И тогда вдруг Кристофер Робин начал рассказывать Пуху о разных вещах: о людях, которых называли Королями и Королевами, и о других людях, которых называли Ремесленниками, о месте, которое называлось Европой, и острове посреди моря, куда не ходят корабли, и как сделать Водяной Насос (если ты хочешь его сделать), и как Рыцарей Возводили в Рыцарское Достоинство, и что привозят из Бразилии, а Пух, прислонившись спиной к одной из шестьдесят-скольких-то сосен[95], сложив лапы перед собой, говорил «О! », «А я и не знал» и думал, как замечательно иметь Настоящие Мозги, которые могли бы рассказать тебе о вещах, и мало-помалу Кристофер Робин пришел к концу вещей и замолчал и сидел, глядя на мир, и хотел бы только одного – чтобы это никогда не кончалось. Но Пух тоже думал о вещах и вдруг говорит Кристоферу Робину: «Наверно, Великая Вещь быть Мытарем, или как ты их назвал? » «Что? », лениво говорит Кристофер Робин, так, как будто он услышал что-то другое. «На лошадях! », объяснил Пух. «Рыцарь». «О, вот это кто. Я думал, это был Мытарь. А он так же Велик, как Король и Ремесленник и все другие, про которых ты говорил? » «Ладно, он не так велик, как Король», говорит Кристофер Робин и затем, увидев, что Пух как будто расстроился, быстро добавил: «Но гораздо более Велик, чем Ремесленник». «А Медведь может быть им? » «Конечно, может», говорит Кристофер Робин. «Я тебя произведу». Он взял палку и ударил Пуха по плечу и сказал: «Встань, сэр Пух де Бэр, самый доблестный из моих рыцарей». Итак, Пух встал и сказал «Спасибо», что обыкновенно и делают, когда становятся Рыцарями, и опять погрузился в мечтания, в которых он и сэр Памп и сэр Брэйзил и Ремесленники жили вместе с лошадью и были доблестные рыцари (все, кроме ремесленников, которые смотрели за лошадью) Славного Короля Кристофера Робина… Он без конца клевал носом и говорил сам с собой: «Я еще не понял всего до конца». Потом он вдруг стал думать обо всем, что хотел бы рассказать ему Кристофер Робин, когда он вернется откуда-то, куда он собирается, и какая неразбериха начнется у Медведя с Очень Низким I. Q., когда он попытается это понять. «Итак, возможно, что Кристофер Робин не расскажет мне больше ничего», подумал он печально. Затем вдруг Кристофер Робин, который все еще смотрел на мир сквозь сплетенные кисти рук, снова позвал Пуха. «Да? », говорит Пух. «Когда – я – когда – Пух! » «Да, Кристофер Робин? »

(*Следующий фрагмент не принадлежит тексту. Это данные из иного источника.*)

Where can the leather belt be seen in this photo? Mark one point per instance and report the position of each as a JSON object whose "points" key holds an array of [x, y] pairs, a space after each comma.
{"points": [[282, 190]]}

«Я не собираюсь больше заниматься Ничем! » «Больше никогда? » «Ладно, может быть, гораздо меньше. Они мне не разрешают». [96] Пух подождал, не скажет ли он чего-нибудь еще. Но он снова замолчал. «Да, Кристофер Робин», сказал Пух с надеждой. «Пух, когда я – ты понимаешь – когда я не буду заниматься Ничем, ты будешь иногда приходить? » «Только я? » «Да, Пух! » «Ты тоже будешь здесь? » «Да, Пух, на самом деле я буду. Я обещаю, что буду, Пух». «Это хорошо», сказал Пух. «Пух, обещай, что не забудешь меня никогда. Даже если мне будет сто лет». Пух немного подумал. «А сколько будет тогда мне? » «Девяносто девять». Пух кивнул. «Обещаю», говорит. Все еще с глазами, обращенными в мир, Кристофер Робин опустил руку и почувствовал лапу Пуха. «Пух», сказал Кристофер Робин серьезно, «если я – если я не вполне…», он остановился и попробовал снова, «Пух, что бы ни случилось, ты поймешь, правда? » «Что пойму? » «О, ничего». Он засмеялся и вскочил на ноги. «Пошли». «Куда? », сказал Пух. «Куда угодно», говорит Кристофер Робин. Итак, они пошли. Но куда бы они ни шли и что бы ни случилось с ними по дороге, маленький мальчик со своим Медведем всегда будут играть в этом Зачарованном Месте на вершине Леса. [97]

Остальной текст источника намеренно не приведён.